The Republicans sent out two questionnaires to its members to find out what they think Republicans are about. More than 400,000 responded and the results are sometimes surprising. A clear majority of the members (77%) is for a party that encompasses different strands, a clear warning to the front runner for the leadership of the party, Laurent Wauquiez, who wants to concentrate the party line further to the right. As for the qualities, the members find that the Republicans should be reforming (49%), liberal (36%) and Gaullist (33%) more than patriotic (26%) or European (21%). Very low ranked is conservatism (11%), this “it was better in the past” that some senior figures in the party want to tap into. In terms of subjects they ranked first issues of justice, security and immigration (72%) before economics (61%) and well ahead of education (29%) or European (17%). Members don’t want primaries any more and think that a left-right spectrum has to be redefined amid Macron, but that it always existed and will continue to do so. Among the six candidates for the leadership contest in December, Wauquiez seem to be the only heavyweight in the race, with enough backing for his candidacy.

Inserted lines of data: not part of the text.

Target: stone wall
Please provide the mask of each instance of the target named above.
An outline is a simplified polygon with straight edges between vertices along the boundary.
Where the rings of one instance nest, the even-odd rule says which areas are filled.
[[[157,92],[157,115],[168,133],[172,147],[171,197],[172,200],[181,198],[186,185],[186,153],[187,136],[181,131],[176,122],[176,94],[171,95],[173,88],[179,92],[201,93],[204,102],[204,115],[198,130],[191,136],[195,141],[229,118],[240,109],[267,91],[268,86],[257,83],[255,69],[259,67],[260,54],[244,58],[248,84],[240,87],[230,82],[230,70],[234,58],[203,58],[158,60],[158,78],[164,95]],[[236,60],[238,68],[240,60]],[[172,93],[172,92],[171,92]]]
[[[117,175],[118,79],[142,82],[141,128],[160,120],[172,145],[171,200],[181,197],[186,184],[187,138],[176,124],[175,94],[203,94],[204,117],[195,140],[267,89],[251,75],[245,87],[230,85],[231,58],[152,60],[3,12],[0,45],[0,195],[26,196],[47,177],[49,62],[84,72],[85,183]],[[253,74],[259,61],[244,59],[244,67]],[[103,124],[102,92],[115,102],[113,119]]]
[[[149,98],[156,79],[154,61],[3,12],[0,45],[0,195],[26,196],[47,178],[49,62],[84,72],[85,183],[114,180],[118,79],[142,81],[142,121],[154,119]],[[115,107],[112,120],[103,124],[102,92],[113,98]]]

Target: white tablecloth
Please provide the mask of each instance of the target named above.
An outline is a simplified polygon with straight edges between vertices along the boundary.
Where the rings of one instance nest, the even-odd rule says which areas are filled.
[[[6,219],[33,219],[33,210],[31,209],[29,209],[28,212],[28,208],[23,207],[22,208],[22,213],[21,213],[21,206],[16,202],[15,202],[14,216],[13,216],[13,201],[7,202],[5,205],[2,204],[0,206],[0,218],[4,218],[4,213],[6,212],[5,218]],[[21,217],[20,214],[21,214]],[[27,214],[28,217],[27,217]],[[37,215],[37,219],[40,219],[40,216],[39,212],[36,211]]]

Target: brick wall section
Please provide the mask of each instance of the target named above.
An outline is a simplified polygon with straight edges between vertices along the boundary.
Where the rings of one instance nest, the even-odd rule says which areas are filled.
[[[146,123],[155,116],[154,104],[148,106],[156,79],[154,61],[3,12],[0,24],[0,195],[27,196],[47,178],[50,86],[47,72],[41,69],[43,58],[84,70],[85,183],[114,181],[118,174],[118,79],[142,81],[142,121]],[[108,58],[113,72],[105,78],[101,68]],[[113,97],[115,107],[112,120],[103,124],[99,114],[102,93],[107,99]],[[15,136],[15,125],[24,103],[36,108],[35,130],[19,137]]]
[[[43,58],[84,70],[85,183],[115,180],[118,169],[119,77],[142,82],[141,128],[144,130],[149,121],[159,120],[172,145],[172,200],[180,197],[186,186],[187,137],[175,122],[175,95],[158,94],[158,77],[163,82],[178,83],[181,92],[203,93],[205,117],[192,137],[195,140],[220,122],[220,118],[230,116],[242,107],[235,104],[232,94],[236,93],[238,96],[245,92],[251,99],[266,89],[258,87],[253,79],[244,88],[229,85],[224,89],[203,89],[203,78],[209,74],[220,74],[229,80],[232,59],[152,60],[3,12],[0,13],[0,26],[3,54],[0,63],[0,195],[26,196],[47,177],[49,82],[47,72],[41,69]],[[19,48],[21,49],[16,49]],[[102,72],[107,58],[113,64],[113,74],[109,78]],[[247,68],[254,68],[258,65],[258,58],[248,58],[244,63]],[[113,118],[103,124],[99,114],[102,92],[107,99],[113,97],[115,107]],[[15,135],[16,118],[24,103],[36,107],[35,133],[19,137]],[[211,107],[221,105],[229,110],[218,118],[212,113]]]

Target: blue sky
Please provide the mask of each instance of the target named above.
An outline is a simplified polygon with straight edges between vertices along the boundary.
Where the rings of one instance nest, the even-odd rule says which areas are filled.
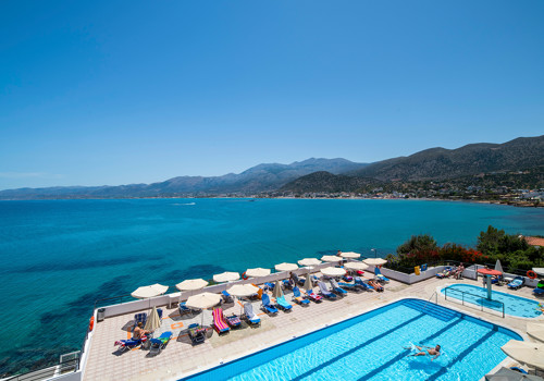
[[[544,1],[0,2],[0,189],[544,133]]]

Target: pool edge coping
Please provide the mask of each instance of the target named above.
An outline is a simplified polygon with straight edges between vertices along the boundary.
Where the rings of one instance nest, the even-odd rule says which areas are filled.
[[[440,294],[440,292],[437,292],[437,294]],[[304,331],[302,333],[300,334],[297,334],[297,335],[292,335],[289,339],[285,340],[280,340],[280,341],[273,341],[273,342],[269,342],[267,344],[262,344],[260,346],[258,346],[256,349],[254,351],[247,351],[247,352],[244,352],[239,355],[236,355],[236,356],[233,356],[233,357],[227,357],[226,359],[224,358],[219,358],[218,361],[214,361],[213,364],[209,365],[209,366],[203,366],[203,367],[199,367],[193,371],[189,371],[183,376],[178,376],[178,377],[174,377],[174,378],[171,378],[171,379],[168,379],[168,381],[180,381],[180,380],[184,380],[188,377],[193,377],[193,376],[196,376],[198,373],[203,373],[208,370],[211,370],[213,368],[218,368],[218,367],[221,367],[223,365],[227,365],[230,362],[234,362],[240,358],[244,358],[244,357],[247,357],[247,356],[250,356],[250,355],[255,355],[256,353],[258,352],[263,352],[263,351],[267,351],[267,349],[270,349],[274,346],[277,346],[277,345],[281,345],[281,344],[284,344],[284,343],[288,343],[288,342],[292,342],[294,340],[297,340],[301,336],[306,336],[308,334],[311,334],[311,333],[314,333],[314,332],[318,332],[322,329],[325,329],[325,328],[329,328],[331,325],[335,325],[335,324],[339,324],[344,321],[347,321],[349,319],[353,319],[353,318],[356,318],[358,316],[361,316],[361,315],[364,315],[364,314],[368,314],[368,312],[371,312],[371,311],[374,311],[379,308],[383,308],[383,307],[386,307],[386,306],[390,306],[394,303],[397,303],[397,302],[400,302],[400,300],[406,300],[406,299],[418,299],[418,300],[423,300],[423,302],[429,302],[429,303],[432,303],[428,299],[424,299],[424,298],[421,298],[421,297],[417,297],[417,296],[404,296],[404,297],[397,297],[395,299],[392,299],[390,300],[388,303],[385,303],[383,305],[378,305],[378,306],[371,306],[371,308],[369,309],[363,309],[360,314],[347,314],[347,315],[344,315],[343,317],[338,318],[338,319],[334,319],[334,320],[331,320],[331,322],[327,322],[325,324],[320,324],[318,327],[314,327],[314,328],[311,328],[309,329],[308,331]],[[498,324],[498,323],[494,323],[494,322],[491,322],[491,321],[487,321],[487,320],[484,320],[483,318],[479,317],[479,316],[474,316],[473,314],[467,314],[465,311],[460,311],[458,309],[454,309],[452,307],[447,307],[447,306],[441,306],[441,307],[444,307],[444,308],[448,308],[448,309],[452,309],[452,310],[455,310],[456,312],[459,312],[459,314],[463,314],[463,315],[467,315],[471,318],[474,318],[474,319],[478,319],[478,320],[481,320],[481,321],[484,321],[486,323],[490,323],[490,324],[494,324],[494,325],[498,325],[503,329],[506,329],[506,330],[509,330],[509,331],[512,331],[515,333],[517,333],[518,335],[520,335],[523,341],[528,341],[529,336],[527,334],[522,334],[520,333],[517,329],[514,329],[514,328],[509,328],[509,327],[505,327],[503,324]],[[532,319],[532,318],[527,318],[527,319]],[[529,340],[530,341],[530,340]],[[506,356],[506,358],[500,361],[496,367],[494,367],[492,370],[490,370],[490,373],[495,371],[496,369],[498,370],[499,368],[498,367],[502,367],[503,366],[503,362],[505,361],[515,361],[512,358]],[[479,379],[479,381],[482,381],[482,380],[485,380],[485,374],[484,377],[482,377],[481,379]]]

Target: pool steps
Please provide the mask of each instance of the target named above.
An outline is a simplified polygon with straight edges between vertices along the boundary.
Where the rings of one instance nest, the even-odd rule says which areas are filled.
[[[449,308],[445,308],[434,303],[420,300],[420,299],[405,299],[403,304],[422,314],[426,314],[442,321],[452,321],[462,317],[461,314],[456,312]]]

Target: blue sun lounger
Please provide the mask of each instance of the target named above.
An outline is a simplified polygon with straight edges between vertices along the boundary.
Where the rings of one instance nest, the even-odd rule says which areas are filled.
[[[264,285],[267,286],[267,288],[269,288],[270,291],[274,290],[275,287],[275,284],[274,283],[271,283],[271,282],[267,282],[264,283]]]
[[[526,283],[526,279],[523,276],[516,276],[514,279],[514,281],[511,281],[510,283],[508,283],[508,288],[518,290],[524,283]]]
[[[283,309],[284,311],[290,311],[293,309],[293,306],[285,300],[285,296],[280,296],[275,298],[275,304],[280,309]]]
[[[223,303],[234,303],[233,296],[226,291],[222,291],[221,294],[223,295]]]
[[[300,290],[298,287],[293,288],[293,300],[295,300],[295,303],[299,304],[300,306],[309,306],[310,305],[310,300],[305,299],[302,297],[302,294],[300,294]]]
[[[382,274],[382,271],[380,270],[380,268],[378,266],[374,269],[374,275],[375,275],[376,280],[380,281],[380,282],[385,282],[385,283],[390,282],[388,278],[385,278]]]
[[[536,287],[533,290],[533,294],[537,296],[544,295],[544,288]]]
[[[255,314],[254,306],[250,303],[244,305],[244,315],[242,318],[251,325],[259,325],[261,323],[261,319]]]
[[[337,298],[337,296],[335,294],[333,294],[329,291],[329,288],[326,287],[326,284],[324,284],[323,282],[319,282],[318,286],[319,286],[320,294],[323,295],[324,297],[326,297],[327,299],[336,299]]]
[[[360,276],[355,276],[355,284],[361,286],[366,291],[374,291],[374,287],[372,287],[368,283],[364,283]]]
[[[147,314],[141,312],[141,314],[136,314],[134,316],[134,327],[138,325],[138,323],[141,323],[141,325],[146,325],[147,322]]]
[[[267,314],[272,314],[275,315],[277,314],[277,308],[275,308],[271,303],[270,303],[270,297],[267,294],[262,294],[261,298],[262,305],[261,309],[267,312]]]
[[[334,279],[331,279],[330,283],[331,283],[331,287],[333,287],[333,293],[335,293],[336,295],[342,296],[342,297],[346,296],[347,291],[342,288],[338,285],[338,283],[336,283],[336,281]]]
[[[362,287],[358,287],[357,284],[354,283],[344,283],[344,282],[338,282],[338,285],[344,288],[344,290],[350,290],[350,291],[357,291]]]
[[[159,337],[151,339],[151,345],[149,347],[149,353],[158,355],[162,349],[169,345],[170,339],[172,339],[172,332],[163,332]]]

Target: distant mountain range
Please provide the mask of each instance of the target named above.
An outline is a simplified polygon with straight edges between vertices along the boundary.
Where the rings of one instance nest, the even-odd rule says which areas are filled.
[[[308,159],[290,164],[259,164],[239,174],[222,176],[178,176],[153,184],[120,186],[61,186],[47,188],[18,188],[0,192],[0,199],[50,198],[115,198],[209,196],[224,194],[249,195],[275,190],[288,182],[318,171],[338,174],[362,169],[368,164],[346,159]]]
[[[431,148],[409,157],[375,162],[347,174],[380,181],[445,180],[542,164],[544,135],[519,137],[504,144],[470,144],[457,149]]]
[[[466,182],[467,176],[527,170],[534,172],[534,179],[535,175],[542,177],[543,168],[544,135],[519,137],[504,144],[470,144],[457,149],[431,148],[342,174],[311,173],[285,184],[281,190],[356,192],[367,185],[456,179]]]
[[[251,195],[262,192],[355,192],[391,182],[441,181],[482,173],[524,171],[544,165],[544,135],[504,144],[431,148],[374,163],[346,159],[308,159],[290,164],[259,164],[239,174],[178,176],[153,184],[62,186],[0,192],[0,199],[123,198]]]

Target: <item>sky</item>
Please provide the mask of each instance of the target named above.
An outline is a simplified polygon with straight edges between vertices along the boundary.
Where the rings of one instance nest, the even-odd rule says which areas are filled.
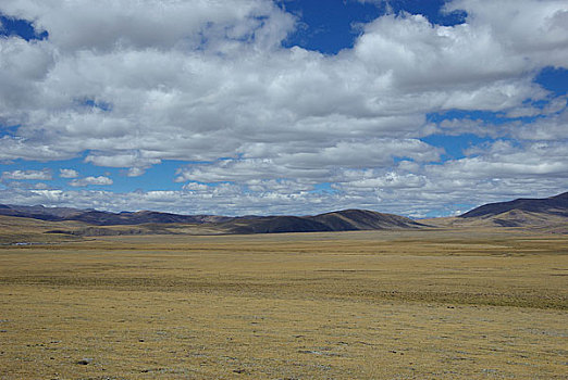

About 200 Socialists from the second tier published their 10 commandments for a re-foundation of the Socialist party in the Nouvel Observateur yesterday. They call for a renewal after consulting the members, they refuse a double membership with either à La République en Marche of Emmanuel Macron or the Mouvement du 1er Juillet of Benoît Hamon. No former minister shall be part of this reform process. As for the subjects for the party they list equality, justice and solidarity, the defence of the European project, ecology and decentralisation. The party congress is not until 2018, but the battle for renewal has begun.